I identify as a surfer among other things but, I’m pretty average! Don’t get me wrong, when my surfing clicks on a good day, I can put together some decent turns and put my board where I want it, but I am not John John by any means. In fact, I ride fun boards, fishes and logs. I’ve never owned a conventional short board in my life. Surfing for me is always about fun, style and grace. My current quiver consists of a 6’0 twin fin, a 9’4 log and a 6’6 McTavish Sumo.
So where does someone like me go for perfect waves and adventure. What is a perfect wave and is it as important as the adventure? With that in mind and the inspiration of John John, I’ve decided to start travelling again. I am on a mission to find waves, find adventure, improve my fitness and improve my surfing.
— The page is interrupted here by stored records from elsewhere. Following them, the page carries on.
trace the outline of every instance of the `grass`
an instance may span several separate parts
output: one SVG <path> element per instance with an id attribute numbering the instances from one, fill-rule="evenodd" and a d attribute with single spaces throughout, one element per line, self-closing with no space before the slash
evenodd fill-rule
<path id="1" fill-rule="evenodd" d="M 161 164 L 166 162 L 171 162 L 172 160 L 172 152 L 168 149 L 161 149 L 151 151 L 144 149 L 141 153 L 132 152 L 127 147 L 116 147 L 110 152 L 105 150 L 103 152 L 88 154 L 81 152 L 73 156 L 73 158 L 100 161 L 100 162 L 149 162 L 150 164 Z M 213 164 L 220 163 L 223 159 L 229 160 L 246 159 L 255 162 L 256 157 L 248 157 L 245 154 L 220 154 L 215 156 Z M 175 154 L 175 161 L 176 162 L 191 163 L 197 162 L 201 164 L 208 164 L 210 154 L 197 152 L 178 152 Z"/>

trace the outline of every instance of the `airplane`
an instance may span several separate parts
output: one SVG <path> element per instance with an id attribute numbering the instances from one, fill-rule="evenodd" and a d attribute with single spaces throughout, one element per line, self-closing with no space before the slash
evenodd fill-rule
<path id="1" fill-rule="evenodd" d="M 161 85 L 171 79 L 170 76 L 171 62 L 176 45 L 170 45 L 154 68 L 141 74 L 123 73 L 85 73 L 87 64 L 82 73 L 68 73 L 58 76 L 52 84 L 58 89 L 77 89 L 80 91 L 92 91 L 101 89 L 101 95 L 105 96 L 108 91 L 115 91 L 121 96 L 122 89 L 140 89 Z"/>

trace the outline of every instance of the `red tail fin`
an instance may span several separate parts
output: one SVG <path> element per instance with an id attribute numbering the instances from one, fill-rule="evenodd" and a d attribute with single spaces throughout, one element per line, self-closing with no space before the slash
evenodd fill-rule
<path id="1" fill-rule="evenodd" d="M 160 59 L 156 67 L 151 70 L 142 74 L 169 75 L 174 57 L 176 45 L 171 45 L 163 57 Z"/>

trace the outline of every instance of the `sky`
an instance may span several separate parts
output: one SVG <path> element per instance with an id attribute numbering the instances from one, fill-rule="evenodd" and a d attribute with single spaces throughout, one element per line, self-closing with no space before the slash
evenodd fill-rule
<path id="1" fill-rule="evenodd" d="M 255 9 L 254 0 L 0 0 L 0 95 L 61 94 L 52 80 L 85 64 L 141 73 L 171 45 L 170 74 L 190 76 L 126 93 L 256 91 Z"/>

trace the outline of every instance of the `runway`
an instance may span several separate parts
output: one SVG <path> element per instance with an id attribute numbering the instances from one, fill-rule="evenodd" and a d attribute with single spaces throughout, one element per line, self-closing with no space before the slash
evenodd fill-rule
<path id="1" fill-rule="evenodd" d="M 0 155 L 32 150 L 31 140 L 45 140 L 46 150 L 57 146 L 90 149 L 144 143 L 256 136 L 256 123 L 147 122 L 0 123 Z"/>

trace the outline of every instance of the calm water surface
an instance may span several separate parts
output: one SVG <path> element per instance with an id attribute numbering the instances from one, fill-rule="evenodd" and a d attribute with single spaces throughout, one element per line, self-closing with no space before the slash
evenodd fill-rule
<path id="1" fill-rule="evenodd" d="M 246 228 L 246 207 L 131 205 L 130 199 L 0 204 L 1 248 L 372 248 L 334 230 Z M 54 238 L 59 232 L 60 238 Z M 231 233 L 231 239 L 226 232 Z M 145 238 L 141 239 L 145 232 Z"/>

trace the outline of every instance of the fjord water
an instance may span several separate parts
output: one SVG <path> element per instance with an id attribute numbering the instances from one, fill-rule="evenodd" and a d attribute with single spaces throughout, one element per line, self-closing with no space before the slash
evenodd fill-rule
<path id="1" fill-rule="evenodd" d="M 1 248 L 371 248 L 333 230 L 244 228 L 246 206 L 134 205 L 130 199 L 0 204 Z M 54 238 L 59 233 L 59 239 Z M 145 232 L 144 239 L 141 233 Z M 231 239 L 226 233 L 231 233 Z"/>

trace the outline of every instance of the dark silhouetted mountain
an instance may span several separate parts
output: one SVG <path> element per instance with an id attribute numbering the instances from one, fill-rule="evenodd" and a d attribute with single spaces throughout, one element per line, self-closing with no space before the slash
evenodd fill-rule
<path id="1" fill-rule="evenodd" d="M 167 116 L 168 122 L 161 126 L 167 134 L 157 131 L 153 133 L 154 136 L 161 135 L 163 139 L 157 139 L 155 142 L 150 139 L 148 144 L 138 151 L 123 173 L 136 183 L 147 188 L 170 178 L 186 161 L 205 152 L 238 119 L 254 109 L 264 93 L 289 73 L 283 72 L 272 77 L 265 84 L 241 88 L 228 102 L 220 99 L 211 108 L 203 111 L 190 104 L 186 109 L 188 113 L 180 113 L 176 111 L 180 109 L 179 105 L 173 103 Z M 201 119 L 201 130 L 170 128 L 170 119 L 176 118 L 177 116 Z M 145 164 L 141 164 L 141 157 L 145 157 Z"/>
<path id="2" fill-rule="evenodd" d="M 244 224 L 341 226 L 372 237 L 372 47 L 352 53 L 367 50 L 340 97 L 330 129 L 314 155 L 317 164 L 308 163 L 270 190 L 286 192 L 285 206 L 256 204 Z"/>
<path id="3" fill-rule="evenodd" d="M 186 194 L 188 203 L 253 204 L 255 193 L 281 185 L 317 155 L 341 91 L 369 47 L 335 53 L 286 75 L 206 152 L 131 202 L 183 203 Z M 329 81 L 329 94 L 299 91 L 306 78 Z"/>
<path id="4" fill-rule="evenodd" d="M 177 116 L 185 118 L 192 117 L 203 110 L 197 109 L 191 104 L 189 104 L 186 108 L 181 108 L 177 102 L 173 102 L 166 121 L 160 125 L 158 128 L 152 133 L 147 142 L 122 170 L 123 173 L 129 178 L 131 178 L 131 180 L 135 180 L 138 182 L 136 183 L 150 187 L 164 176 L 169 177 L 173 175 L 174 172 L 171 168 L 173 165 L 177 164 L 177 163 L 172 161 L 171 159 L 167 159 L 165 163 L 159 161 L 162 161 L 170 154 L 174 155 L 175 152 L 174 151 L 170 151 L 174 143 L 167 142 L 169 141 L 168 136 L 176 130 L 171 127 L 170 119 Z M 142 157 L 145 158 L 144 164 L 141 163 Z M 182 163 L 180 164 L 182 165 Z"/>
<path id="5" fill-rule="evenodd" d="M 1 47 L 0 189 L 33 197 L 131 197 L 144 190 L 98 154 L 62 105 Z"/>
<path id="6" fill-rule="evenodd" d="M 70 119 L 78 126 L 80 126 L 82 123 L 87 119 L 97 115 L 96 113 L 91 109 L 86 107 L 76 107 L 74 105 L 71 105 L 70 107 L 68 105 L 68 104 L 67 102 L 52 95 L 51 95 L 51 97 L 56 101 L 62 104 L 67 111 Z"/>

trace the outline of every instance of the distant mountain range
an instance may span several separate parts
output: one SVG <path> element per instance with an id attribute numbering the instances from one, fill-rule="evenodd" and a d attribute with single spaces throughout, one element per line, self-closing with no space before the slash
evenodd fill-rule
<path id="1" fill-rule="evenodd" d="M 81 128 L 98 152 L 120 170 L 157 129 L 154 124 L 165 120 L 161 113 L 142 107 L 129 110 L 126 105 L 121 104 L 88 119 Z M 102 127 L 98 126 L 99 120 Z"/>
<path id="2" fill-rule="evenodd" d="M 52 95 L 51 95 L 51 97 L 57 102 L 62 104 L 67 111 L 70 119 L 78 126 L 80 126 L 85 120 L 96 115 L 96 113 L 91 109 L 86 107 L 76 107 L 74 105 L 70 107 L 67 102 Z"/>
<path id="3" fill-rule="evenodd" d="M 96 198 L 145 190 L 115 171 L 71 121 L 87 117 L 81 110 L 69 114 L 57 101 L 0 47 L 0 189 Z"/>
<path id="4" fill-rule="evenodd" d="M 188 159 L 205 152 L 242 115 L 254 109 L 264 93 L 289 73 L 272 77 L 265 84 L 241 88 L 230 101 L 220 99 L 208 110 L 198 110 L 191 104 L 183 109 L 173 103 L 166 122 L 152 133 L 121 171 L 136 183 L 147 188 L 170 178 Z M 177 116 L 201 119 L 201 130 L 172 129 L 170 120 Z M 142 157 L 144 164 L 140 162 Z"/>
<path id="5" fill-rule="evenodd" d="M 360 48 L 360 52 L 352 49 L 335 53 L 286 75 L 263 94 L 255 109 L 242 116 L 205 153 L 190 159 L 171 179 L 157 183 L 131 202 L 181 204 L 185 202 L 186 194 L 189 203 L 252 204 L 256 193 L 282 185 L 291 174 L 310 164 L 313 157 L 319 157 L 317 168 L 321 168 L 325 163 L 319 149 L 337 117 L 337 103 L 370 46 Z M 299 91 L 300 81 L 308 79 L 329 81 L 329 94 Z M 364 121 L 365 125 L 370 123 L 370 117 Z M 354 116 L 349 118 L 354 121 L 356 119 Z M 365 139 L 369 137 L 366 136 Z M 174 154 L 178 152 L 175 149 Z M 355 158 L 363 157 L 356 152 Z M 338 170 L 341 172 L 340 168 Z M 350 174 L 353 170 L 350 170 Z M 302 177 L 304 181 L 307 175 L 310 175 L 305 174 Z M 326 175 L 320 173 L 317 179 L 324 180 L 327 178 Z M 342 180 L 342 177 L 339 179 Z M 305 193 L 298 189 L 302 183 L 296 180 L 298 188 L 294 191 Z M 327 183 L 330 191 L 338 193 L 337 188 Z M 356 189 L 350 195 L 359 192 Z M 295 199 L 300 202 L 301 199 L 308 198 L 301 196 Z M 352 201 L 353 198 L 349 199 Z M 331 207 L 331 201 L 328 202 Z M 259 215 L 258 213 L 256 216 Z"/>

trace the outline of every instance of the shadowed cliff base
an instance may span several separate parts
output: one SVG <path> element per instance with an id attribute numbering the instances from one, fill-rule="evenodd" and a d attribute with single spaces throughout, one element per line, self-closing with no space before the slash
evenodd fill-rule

So I started a travel blog http://averagesurfer.blogspot.com/ and Instagram @an_average_surfer to document the whole debacle. I plan to travel to as many spots as I can over the next 2 years culminating in some perfect waves. The plan is to spin the globe and see where we end up. Be it paradise or not. Let’s see what an average surfer can do out there. So, where to first?
I cut my teeth surfing in South West England, a pretty rural area of the UK not unlike parts of Ireland with its Celtic folklore and baron green scenery. The roads are narrow, beaches vast and shorelines rocky. It’s a beautiful place with mediocre surf, indeed, most of the time it’s a windblown mess of gray skies and 3ft storm surf. More like the Endless Winter than the Endless Summer.
So naturally, it’s the perfect place to restart my surfing adventures. Why? Because of the adventure. It’s the type of place where local knowledge is more important than the forecast app, where it promises to be better around the next hidden cove. The type of place where the locals in the village pub will tell you “you should have been here yesterday” or “the 50 year storm is coming”. It’s a place where secret spots still actually exist but you need to be shown and best of all, not a Starbucks in sight. Well not until you hit Plymouth.
So let this be the first trip of the year and see where we go from there. March in England is unpredictable at best. We begin on March 9th.